Autor: Straż Miejska Mężczyzna palił w piecu meblami

Palił w piecu meblami z plastikowymi kołkami i metalowymi śrubami, bo "tak mu się podobało"

2016-11-05 9:00

Płyty meblowe pokryte tworzywem sztucznym, ze śrubami i kołkami rozporowymi, spalał w piecu grzewczym właściciel posesji przy ulicy Wielickiej. Na pytanie strażników dlaczego to robi, odpowiedział że tak mu się podoba. 

Do straży miejskiej dotarło zgłoszenie o podejrzeniu spalania odpadów zielonych na terenie posesji przy ul. Wielickiej.

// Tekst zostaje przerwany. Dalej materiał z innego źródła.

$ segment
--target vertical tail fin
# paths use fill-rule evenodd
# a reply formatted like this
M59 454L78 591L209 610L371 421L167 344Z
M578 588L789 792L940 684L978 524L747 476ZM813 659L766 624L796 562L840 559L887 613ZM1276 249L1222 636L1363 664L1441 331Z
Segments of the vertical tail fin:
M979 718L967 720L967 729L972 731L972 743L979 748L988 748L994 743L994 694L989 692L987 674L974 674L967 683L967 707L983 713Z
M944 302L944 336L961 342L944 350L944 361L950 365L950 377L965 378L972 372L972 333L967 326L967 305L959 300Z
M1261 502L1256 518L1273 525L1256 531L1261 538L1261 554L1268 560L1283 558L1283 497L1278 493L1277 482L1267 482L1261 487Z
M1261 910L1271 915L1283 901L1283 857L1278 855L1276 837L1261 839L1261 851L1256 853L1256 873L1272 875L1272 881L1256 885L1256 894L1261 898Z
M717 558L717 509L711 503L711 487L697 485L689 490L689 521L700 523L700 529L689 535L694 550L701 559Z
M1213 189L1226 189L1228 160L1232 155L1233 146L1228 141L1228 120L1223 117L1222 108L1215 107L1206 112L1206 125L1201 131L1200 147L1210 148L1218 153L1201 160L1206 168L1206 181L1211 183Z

Kiedy strażnicy pojawili się na miejscu, przed domem paliło się ognisko, a w nim uschła trawa, gałęzie i liście. Jednocześnie z komina domu wydobywał się czarny, gęsty dym.

Strażnicy poprosili o dostęp do pieca. Okazało się, że w palenisku znajdowały się pocięte kawałki płyt meblowych. Obok leżały kolejne, przygotowane do spalania. 

- Mężczyzna oświadczył, że osobiście porąbał siekierą stare meble oraz płyty z metalowymi śrubami i plastikowymi kołkami rozporowymi i od rana pali je w piecu. Przyznał również, że do ogniska wrzuca odpady zielone i uschłe liście. Poinformowany przez strażników, że popełnia wykroczenie, odparł, używając wulgarnych słów, że nic go to nie obchodzi, meble zawsze palił w piecu i będzie je palił nadal. Dodał, że żadnych mandatów nie będzie płacił, nigdzie nie będzie chodził i niczego nie będzie wyjaśniał - relacjonuje Marek Anioł, rzecznik prasowy krakowskiej straży miejskiej.

Strażnicy pobrali próbkę popiołu z paleniska. Trafi ona do analizy chemicznej.